Hello,
I am trying to parse a dataset from 1 to 9 columns. The first five columns are always populated and the last four may or may not have data in them. The first five successfully parsed using Regex to look at spaces and digits since their format is always the same, but I'm not sure how to handle the last four. The data looks something like this:
End Column Header |
Yes XYZ fulfilled |
No No |
ABC Yes |
And I need it to look like this:
Column 6 | Column 7 | Column 8 | Column 9 |
Yes | XYZ | fulfilled | |
No | No | ||
ABC | Yes |
I've been looking on the board but haven't found anything that seems like it would apply. I appreciate any advice you can share.
Thanks!
Solved! Go to Solution.
Hi @JUUP,
Is there a certain number of spaces between columns? Do you have a sample file of the actual data you could attach even if the actual values are changed for privacy just to see the structure?
Regards,
Jonathan
Hi @Jonathan-Sherman ,
Thanks for your quick reply. I don't think there is a consistent number of spaces between the fields that I can determine. I attached a .csv file (Sample Data 1.csv) showing the data as it exists, and another (Sample Data 2.csv) showing the desired end result.
Hi @JUUP ,
Looks like you have a standardize number of characters for every columns counting the data as well.

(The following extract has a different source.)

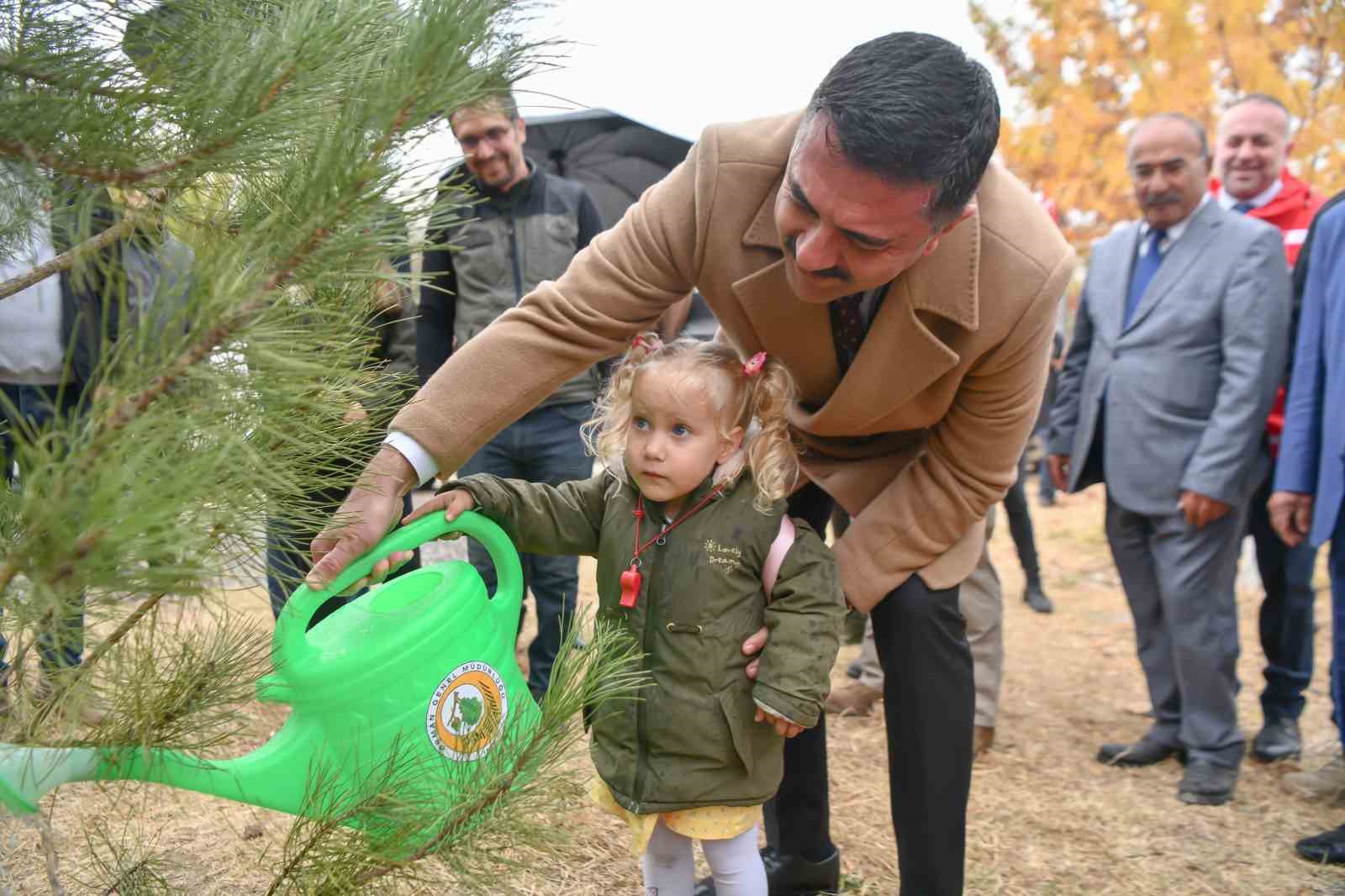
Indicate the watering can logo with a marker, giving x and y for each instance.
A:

Take a look at the example attached and test it with your own data.
Let me know if that works for you.
Best,
Fernando Vizcaino
Hi @fmvizcaino ,
Thanks for your reply. I tested your solution with the data and I am seeing an issue. If the final column just contains "No" with nothing following it (Sample Data 3.csv), it was dropped from the Delivered column (RegExOut1 in the screenshot below):
Hi @JUUP ,
I have adapted the regex to get that case as well.
Let me know if that works for you.
Best,
Fernando Vizcaino
That version is working, thanks very much!